After a meeting at Faneuil Hall, the seed of a humanitarian aid mission emerged, with Captain Forbes at the helm. Born in Jamaica Plain in 1804 and raised in Milton, Forbes was an experienced seafarer who made several trade voyages to China in his lifetime.
Seeing the urgency of the food shortage in Ireland, he took the initiative and petitioned Congress to lend him the Jamestown, a warship docked in Charlestown harbor, to ferry supplies across the sea. President James K. Polk approved the petition, marking the only time in history a warship has been leased to a private citizen.
In just five weeks, the Boston Relief Committee raised 800 tons of food and other provisions, receiving donations from Catholic and Protestant congregations alike throughout the Boston area and up and down the Eastern seaboard.
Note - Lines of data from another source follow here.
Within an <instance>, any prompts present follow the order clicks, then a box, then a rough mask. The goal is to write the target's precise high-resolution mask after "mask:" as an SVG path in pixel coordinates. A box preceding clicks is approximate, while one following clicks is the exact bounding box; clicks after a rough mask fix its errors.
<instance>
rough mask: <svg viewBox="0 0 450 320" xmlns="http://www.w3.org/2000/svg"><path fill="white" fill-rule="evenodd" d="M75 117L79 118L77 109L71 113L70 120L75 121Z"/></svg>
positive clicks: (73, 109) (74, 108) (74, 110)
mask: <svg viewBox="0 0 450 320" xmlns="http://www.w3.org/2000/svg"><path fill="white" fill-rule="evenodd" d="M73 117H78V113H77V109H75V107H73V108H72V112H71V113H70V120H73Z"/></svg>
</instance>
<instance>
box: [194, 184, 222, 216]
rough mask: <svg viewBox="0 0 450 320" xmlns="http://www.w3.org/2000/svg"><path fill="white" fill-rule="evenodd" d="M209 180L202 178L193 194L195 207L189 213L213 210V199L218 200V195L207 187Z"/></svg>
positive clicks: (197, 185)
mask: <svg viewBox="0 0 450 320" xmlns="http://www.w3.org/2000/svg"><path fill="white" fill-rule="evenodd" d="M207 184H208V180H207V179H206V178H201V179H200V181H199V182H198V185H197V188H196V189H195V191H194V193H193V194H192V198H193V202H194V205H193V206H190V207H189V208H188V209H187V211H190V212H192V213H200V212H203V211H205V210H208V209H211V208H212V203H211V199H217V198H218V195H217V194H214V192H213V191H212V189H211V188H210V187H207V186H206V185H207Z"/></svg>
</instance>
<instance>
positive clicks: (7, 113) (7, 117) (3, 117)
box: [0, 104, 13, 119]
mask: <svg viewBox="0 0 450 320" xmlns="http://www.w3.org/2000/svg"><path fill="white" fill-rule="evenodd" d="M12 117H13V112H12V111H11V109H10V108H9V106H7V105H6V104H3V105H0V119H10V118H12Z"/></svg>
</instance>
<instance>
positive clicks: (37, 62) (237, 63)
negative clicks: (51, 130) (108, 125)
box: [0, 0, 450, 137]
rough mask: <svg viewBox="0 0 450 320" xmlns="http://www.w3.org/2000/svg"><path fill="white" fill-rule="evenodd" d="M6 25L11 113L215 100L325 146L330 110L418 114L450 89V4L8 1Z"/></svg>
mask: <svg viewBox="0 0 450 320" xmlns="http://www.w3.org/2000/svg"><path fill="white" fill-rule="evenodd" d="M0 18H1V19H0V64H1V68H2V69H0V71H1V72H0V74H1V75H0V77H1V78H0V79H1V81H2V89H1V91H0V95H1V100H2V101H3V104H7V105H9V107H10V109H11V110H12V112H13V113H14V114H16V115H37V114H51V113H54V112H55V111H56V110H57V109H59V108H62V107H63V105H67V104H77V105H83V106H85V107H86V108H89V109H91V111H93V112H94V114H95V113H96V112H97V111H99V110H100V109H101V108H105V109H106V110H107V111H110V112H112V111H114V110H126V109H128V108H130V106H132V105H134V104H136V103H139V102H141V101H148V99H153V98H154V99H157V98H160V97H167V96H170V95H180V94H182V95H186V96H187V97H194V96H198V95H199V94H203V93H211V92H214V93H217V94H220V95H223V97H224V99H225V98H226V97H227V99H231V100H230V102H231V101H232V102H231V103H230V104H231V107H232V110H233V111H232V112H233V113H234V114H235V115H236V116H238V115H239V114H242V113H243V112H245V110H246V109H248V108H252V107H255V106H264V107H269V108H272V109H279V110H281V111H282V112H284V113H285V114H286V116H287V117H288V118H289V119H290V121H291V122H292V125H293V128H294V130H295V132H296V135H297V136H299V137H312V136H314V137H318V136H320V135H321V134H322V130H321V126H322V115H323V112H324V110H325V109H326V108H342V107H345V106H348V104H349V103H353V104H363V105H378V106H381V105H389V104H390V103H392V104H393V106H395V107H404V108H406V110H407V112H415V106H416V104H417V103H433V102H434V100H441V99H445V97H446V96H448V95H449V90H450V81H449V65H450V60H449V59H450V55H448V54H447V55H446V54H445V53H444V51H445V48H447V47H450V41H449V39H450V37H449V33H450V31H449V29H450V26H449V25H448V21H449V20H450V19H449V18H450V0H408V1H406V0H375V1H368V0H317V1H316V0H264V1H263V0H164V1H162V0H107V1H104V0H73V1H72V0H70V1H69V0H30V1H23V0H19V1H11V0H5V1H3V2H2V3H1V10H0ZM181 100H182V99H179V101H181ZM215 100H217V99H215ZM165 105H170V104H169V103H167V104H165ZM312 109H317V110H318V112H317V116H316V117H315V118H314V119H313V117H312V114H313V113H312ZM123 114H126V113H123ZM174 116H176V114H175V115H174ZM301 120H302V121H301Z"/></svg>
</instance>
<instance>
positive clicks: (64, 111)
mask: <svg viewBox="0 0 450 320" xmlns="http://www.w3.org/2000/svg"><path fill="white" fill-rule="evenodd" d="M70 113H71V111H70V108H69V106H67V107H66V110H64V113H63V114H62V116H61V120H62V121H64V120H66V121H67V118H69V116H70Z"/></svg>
Beginning on St. Patrick’s Day, a group of volunteers comprising mainly Irish immigrants helped to load the ship with thousands of barrels containing flour, rice, cornmeal, dried meat, and clothing. When it departed, the Jamestown rode low in the water due to its massive load of supplies, “a ship of war changed into an angel of mercy,” as a pastor friend of Forbes described it in a letter.
With a volunteer crew, Forbes set sail on March 28 and arrived at Cork harbor in just two weeks. He was greeted with fanfare and celebration, but he didn’t stop there; he was instrumental in assuring the supplies were distributed efficiently and equally across the Irish countryside. When a Catholic priest named Father Matthew brought him to rural villages decimated by the blight, Forbes witnessed firsthand the devastation and realized that it was in these parts of the country where the need was the greatest. He resolved that he would use the ship for another voyage.
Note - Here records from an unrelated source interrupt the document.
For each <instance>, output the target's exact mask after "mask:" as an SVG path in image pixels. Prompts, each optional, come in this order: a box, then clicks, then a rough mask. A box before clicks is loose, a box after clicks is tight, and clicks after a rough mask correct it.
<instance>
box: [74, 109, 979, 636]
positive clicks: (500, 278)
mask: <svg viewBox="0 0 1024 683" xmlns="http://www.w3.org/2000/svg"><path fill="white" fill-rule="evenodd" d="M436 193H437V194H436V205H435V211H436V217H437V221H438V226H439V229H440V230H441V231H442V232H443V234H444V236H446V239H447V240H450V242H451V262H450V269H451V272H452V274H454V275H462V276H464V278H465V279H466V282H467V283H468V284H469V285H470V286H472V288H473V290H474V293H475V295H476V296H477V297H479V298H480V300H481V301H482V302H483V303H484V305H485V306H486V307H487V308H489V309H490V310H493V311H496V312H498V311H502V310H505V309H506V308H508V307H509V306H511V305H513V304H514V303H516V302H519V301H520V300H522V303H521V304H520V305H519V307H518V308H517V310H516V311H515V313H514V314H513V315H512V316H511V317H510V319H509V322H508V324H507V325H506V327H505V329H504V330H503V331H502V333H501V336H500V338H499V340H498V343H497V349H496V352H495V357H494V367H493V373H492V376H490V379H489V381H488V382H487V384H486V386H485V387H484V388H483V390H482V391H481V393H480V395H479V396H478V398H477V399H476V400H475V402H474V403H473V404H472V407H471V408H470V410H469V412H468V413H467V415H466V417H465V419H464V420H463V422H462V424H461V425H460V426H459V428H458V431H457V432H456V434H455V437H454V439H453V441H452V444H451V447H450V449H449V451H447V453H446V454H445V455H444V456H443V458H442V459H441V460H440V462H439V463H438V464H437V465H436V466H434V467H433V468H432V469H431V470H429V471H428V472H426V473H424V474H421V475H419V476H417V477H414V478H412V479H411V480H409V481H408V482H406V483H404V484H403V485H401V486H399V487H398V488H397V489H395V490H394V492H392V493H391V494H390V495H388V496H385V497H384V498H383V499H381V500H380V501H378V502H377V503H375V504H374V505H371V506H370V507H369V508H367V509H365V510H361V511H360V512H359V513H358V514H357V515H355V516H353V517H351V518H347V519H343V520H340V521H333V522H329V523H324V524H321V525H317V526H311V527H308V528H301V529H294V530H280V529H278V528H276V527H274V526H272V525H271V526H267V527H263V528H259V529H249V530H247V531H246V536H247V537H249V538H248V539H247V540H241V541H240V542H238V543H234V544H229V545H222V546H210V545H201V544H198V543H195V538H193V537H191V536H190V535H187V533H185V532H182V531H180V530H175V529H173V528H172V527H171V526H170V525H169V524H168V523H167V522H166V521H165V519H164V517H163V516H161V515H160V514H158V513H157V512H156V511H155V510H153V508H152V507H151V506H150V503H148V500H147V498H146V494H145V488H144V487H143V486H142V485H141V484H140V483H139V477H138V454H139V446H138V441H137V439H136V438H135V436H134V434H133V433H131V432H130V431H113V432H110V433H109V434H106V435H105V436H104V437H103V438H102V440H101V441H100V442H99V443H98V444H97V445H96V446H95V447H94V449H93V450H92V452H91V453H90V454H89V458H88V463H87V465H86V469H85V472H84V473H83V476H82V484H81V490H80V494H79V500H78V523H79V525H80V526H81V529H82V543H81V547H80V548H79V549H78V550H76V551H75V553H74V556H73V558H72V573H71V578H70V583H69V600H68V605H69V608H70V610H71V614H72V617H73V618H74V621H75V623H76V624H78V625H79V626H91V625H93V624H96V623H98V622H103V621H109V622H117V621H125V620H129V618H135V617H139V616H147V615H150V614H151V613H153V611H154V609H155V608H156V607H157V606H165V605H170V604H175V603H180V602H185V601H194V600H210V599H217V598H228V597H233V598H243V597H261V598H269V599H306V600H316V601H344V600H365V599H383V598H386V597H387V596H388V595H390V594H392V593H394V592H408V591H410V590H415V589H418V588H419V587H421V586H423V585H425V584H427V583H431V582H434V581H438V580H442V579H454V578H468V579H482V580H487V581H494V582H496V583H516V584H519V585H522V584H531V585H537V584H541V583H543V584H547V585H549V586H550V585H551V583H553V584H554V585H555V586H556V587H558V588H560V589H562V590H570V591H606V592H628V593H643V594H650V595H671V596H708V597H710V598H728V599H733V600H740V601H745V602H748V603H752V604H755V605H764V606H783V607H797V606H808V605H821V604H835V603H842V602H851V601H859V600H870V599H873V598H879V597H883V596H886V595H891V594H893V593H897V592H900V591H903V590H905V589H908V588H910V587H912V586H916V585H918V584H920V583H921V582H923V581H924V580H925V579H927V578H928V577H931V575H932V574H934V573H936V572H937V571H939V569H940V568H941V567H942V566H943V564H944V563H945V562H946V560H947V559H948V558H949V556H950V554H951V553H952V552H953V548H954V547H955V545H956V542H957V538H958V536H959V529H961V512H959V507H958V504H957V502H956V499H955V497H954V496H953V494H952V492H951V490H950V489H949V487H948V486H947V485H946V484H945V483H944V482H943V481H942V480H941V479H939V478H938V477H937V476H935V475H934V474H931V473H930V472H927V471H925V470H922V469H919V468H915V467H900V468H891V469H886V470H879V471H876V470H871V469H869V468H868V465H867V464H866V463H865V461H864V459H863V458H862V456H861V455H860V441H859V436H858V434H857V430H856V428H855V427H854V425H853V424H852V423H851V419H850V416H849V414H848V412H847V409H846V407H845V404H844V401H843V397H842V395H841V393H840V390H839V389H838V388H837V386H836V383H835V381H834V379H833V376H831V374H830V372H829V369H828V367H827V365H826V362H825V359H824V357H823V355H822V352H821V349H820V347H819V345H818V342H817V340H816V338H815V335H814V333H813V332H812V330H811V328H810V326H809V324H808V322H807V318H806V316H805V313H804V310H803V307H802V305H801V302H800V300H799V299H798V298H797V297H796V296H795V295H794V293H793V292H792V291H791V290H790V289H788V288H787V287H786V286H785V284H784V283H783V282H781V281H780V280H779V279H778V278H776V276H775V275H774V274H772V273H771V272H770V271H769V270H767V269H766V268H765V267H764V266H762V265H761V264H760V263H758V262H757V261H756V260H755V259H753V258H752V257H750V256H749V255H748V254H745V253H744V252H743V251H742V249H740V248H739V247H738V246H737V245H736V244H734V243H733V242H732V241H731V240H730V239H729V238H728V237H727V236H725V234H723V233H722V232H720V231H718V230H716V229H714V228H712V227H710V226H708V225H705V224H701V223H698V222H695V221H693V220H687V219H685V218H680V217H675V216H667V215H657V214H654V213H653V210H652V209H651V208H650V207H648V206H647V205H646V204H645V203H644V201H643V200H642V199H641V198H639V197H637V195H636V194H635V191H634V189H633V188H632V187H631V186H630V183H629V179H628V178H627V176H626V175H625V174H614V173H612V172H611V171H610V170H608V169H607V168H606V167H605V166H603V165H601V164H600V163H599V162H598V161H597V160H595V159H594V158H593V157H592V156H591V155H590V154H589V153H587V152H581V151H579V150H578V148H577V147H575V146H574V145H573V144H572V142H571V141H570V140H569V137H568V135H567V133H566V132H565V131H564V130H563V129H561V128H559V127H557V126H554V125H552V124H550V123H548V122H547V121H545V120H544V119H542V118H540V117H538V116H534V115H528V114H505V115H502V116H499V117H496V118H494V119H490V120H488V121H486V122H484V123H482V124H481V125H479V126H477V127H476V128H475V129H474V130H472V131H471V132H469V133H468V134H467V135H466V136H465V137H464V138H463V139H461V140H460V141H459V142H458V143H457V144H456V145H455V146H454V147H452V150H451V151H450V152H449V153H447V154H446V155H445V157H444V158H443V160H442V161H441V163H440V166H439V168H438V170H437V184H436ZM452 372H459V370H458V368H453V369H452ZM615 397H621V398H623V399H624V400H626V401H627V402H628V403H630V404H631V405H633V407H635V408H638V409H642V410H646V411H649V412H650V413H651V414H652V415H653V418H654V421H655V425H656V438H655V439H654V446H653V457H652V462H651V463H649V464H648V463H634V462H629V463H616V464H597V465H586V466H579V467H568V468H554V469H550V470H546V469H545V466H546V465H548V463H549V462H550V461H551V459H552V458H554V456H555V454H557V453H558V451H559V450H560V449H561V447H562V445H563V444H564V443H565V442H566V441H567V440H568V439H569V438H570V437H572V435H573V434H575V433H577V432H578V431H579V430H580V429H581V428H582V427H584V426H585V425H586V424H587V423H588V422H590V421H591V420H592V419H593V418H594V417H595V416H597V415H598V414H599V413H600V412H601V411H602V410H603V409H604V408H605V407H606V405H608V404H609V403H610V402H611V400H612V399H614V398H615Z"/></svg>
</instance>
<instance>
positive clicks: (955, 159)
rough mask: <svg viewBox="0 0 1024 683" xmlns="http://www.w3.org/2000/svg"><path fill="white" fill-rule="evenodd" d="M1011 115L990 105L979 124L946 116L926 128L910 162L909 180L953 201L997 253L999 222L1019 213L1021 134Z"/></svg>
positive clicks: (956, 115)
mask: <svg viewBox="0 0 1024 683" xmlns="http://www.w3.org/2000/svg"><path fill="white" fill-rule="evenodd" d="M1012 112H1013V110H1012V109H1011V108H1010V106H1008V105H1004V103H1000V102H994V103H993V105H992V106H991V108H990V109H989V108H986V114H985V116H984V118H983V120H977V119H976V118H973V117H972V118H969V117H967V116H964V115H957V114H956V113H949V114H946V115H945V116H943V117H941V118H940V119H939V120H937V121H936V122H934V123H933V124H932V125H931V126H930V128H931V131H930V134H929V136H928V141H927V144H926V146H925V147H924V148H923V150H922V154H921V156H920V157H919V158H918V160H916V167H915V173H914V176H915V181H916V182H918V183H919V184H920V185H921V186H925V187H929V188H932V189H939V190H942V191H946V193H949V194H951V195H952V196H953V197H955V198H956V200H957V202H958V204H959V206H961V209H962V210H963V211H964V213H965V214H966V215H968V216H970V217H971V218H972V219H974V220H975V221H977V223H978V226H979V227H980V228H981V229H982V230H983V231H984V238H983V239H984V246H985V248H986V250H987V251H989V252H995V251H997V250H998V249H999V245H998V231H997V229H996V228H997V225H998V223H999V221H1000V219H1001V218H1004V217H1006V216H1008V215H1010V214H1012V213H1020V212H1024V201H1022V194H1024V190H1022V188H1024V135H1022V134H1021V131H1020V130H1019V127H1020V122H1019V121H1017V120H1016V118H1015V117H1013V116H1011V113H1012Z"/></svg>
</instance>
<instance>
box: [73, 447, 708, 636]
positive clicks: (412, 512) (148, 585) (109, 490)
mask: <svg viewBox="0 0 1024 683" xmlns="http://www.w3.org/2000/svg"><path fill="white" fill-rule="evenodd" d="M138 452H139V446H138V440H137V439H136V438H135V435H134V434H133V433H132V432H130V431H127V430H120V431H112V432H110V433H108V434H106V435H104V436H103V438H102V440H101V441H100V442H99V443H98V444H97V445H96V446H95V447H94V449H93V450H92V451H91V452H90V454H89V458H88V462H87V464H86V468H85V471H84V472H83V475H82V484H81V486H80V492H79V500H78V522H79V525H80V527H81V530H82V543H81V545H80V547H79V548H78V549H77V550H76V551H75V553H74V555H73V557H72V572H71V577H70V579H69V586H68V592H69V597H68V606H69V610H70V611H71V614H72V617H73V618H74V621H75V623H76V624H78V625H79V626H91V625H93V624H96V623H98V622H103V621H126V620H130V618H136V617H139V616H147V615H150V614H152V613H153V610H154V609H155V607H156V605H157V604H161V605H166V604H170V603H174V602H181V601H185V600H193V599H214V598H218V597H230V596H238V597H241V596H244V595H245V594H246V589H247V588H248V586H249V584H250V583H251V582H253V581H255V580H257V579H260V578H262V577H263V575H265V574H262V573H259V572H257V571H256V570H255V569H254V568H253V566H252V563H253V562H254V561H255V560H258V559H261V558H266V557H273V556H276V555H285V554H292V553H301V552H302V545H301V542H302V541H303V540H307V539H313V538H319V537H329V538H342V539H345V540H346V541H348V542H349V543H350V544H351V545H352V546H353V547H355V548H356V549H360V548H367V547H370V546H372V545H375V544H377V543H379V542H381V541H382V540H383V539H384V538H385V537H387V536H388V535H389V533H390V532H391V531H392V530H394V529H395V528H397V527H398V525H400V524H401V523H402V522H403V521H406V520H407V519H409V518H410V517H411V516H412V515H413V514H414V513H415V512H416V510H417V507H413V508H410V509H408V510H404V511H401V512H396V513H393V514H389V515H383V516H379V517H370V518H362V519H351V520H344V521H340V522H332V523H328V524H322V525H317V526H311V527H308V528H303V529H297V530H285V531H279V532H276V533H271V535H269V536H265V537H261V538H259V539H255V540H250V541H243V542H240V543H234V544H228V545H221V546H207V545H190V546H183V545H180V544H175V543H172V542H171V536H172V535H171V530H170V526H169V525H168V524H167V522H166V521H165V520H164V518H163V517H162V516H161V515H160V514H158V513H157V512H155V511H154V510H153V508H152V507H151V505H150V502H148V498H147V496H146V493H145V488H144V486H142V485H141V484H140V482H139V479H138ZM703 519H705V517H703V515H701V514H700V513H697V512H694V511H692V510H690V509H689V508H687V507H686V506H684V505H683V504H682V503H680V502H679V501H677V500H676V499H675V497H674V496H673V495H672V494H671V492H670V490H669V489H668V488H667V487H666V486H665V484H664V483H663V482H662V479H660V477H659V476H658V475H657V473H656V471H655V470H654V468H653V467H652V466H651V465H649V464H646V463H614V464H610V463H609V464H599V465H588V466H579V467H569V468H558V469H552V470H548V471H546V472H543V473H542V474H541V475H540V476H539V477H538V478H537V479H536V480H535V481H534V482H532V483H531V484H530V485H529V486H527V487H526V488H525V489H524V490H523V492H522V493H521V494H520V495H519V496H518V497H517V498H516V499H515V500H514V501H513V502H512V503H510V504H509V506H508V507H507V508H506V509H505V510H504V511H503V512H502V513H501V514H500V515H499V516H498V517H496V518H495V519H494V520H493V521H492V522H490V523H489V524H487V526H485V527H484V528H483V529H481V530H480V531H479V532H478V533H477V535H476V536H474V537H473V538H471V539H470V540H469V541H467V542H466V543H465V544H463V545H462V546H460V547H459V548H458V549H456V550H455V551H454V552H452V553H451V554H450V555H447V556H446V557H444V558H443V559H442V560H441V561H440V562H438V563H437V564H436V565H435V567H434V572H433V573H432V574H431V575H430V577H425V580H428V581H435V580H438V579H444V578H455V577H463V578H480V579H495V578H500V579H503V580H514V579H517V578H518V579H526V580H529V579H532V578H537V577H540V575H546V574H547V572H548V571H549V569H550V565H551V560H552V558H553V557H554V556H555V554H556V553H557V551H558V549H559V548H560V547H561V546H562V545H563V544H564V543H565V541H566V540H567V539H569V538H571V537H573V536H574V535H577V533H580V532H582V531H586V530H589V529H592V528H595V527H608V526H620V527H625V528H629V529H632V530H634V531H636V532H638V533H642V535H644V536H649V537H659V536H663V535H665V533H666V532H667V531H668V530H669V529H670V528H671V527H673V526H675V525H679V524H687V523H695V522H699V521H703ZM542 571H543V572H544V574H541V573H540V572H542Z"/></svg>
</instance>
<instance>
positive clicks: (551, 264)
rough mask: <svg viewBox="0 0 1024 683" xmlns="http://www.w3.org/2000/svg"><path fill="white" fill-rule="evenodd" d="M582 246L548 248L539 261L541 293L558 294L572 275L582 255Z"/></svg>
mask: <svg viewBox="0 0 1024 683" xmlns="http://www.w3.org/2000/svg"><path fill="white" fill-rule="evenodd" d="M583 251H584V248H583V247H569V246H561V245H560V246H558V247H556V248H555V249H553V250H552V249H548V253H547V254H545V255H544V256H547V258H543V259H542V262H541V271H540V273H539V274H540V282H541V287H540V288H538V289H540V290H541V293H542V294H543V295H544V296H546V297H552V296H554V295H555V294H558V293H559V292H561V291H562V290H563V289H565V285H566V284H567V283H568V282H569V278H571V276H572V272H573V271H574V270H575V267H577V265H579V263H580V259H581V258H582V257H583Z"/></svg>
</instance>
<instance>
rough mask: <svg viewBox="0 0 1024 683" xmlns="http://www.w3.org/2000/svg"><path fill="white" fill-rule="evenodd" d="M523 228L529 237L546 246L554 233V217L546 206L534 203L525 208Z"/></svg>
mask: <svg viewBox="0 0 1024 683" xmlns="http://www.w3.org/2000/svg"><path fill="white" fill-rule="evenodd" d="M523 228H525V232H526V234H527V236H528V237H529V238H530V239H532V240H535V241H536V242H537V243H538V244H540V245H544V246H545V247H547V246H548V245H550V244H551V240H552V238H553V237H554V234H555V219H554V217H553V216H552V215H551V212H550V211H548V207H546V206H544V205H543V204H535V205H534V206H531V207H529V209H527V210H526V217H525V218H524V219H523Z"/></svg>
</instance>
In collaboration with the Massachusetts Historical Society, the Forbes House Museum has opened a new exhibit on this overlooked story of goodwill, featuring various artifacts and documents from the journey including the Jamestown’s wheel, Captain Forbes’s personal letters and journals, the official US passport, a signed presidential petition from the voyage, and thank you gifts from the Irish people.
The collection of testimonials and newspaper clippings details much about the famine story, the unprecedented US response, and the extensive records documenting which towns and families benefited from the aid.
Museum trustee Susan Lachevre emphasized how important it is that the story be remembered, and celebrated. “We’ve not yet been able to tell it altogether, as the things have been scattered around the museum and at Mass Historical until now,” she said.
Relief efforts were a success, Lachevre explained, in spite of growing tensions in Boston as more and more Irish Catholics immigrated to the city. “That was another wonderful thing about this, that people were rising above their political differences to help these starving people. There was a lot of religious friction as well, and people set all of this aside.”
The success of the mission is mostly beyond common knowledge today, on both sides of the Atlantic. But the precedent set by the voyage inspired several like it during the remaining years of the famine, and provided a blueprint for humanitarian aid relief going forward. “It’s been called one of the first large-scale philanthropic efforts in history,” said Lachevre.